Part2


 部屋の入り口でメイドのフィルウェインに言う。

 アルベールも今日、考えなければならない事柄が多く起きた。

 それを、しっかりと口にする。


「さて……俺も今日はもう寝るよ。フィルウェインも、他のメイドも、そうだな……昼前までは起こさないでくれ、考えたいことがある」


 アルベールはフィルウェインにそう言い部屋へ向かった。普段は早朝から剣の修業を行うが、先程のこともありと、フィルウェインも納得した。


「かしこまりました。お休みなさいませ、アルベール様」


「ああ、悪いな」


 ――ガチャン――


 そう言って扉を締め、フィルウェインが頭を下げていることも気付かないままに、アルベールは暗い部屋で深いため息を吐いた。


「はぁぁ〜〜〜〜〜〜、クソダサいな俺は。フィルウェインたちは良くしてくれている。いくらエドの使い魔?ってのがあっても、あたるのは間違いだろ……」


 本日の情けない自己評価を増やし、アルベールは机は着いた。

 豪華な机は貴族ならでは。しかしその机の上は、羊皮紙やアンティークの小物が置かれ、万年筆やインク瓶も綺麗に整えられている。
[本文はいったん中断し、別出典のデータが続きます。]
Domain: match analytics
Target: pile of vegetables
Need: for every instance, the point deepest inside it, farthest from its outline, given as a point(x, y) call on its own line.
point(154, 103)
「メイリンとの関係を認めてもらう。確かにそれが目的だ……だけど、俺はそれを隠している。メイリンとの約束ってのもあるが、やはり貴族と平民の壁は厚いし高い。農園が貴族間でも有名なのは大きいんだけどな……」


 しかしそれは【サザーシャーク農園】の功績。アルベールの功績ではなく、元を正せば、農園を大きくする手助けをしたエドガーの功績とも言えてしまう。

 それが、アルベールにとっては悔しさの大本だ。

 大貴族である父、ロヴァルト公爵を納得させ、メイリンとの結婚を認めさせるには、まだまだ何もなし得ていない自分では、納得させるのは不可能に近い。


 ――ダンッ!――

 机を叩く音が、むなしく響く。


「くそっ……これじゃあ俺はっ!!」


 宿では隠していた感情が溢れる。

 エドガーに対する、彼が本当は“できる男”だったという衝撃。

 愛する女性の尊厳を守ることもできず、呆然と時間が過ぎるのを待つしかできなかった自分。【聖騎士】となり、第二王女の派閥に与しているとはいえ、結局はなにも変化はしていなかった。


 自分の不甲斐なさに苛立つアルベール。

 そんな彼に、不意に声が掛けられる……それも、窓の外から。


「――情けねぇよなぁ」


「……っ!!だ、誰だっ!!」


 ――ガタン――


 勢いよく立ち上がったアルベールは、咄嗟に剣を抜く。

 いつもの愛剣ではなく、護身用の直剣だが。

 そして窓の外を確認。すると、その人物は月の光を浴び、その姿を現す。


「お前……まさか、イグナリオかっ……!?」


 月明かりで照らされるそのくすんだ金髪。

 乱暴にオールバックにし、鋭い目つきでいつも主人を見る。

 長身で褐色肌。粗暴な見た目に反し、堅実な剣技を使う……【従騎士】の青年だった。